Still, by all accessible public accounts, the average age of credit union membership is 47. A solution to reducing the average age without compromising the older demographics is to provide financial literacy programs for young learners beginning at the time they learn to read.
Several programs accomplish this but none is as highly visible as The Berenstain Bears Financial Literacy Program, which uses the iconic children’s characters to teach the money management concept Save, Share, Spend, Earn and is easily recognized by millennials and their parents, both of whom grew up with The Berenstain Bears. In essence, this high-profile program reaches multiple generations.
The program was developed by educators at Franklin Mint Federal Credit Union (FMFCU), which had been conducting financial education lessons from Kindergarten through retirement-age. Not coincidentally, FMFCU’s average membership age remained steady at 39 between 2005 and 2012 and skewed slightly upward to 41 in 2013 following a couple of mergers. At 41 and holding, FMFCU anticipates a downward tick in average membership age in 2015 and 2016, broadening by about a decade its gap with the national average.

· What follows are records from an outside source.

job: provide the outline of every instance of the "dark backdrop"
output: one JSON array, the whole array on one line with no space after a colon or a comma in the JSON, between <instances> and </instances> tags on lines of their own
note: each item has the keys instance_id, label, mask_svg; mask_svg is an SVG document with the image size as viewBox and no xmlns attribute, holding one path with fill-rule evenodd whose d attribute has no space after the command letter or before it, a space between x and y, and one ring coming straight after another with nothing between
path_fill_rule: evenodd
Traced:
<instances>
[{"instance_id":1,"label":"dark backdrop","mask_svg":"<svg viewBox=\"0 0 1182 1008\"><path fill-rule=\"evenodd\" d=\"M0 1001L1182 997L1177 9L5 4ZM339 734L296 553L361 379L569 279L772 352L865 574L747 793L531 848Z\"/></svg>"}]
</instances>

Leading with education, FMFCU is able to cross-promote products. For example, the parents of Cub Account holders are introduced to a myriad of products like interest-bearing checking, low-interest auto loans, first mortgages, etc. Likewise, members inquiring about refinancing, second mortgages, financial planning, and the like are introduced to Cub Accounts for their children and grandchildren. The Cub Account is a product within The Berenstain Bears Financial Literacy Program suite. Available to children ten and under, it comes with perks such as a membership card, matching piggy bank savings, and a birthday bonus. For the Credit Union, the Cub Account establishes membership for life.
FMFCU’s commitment to financial education and literacy within its defined operating region and under-served areas also provides a natural vehicle for expansion of select employer groups. These efforts evolve into new branches, ATMs, and online banking opportunities—all of which are embraced by Millennials, and none at the expense of existing demographics.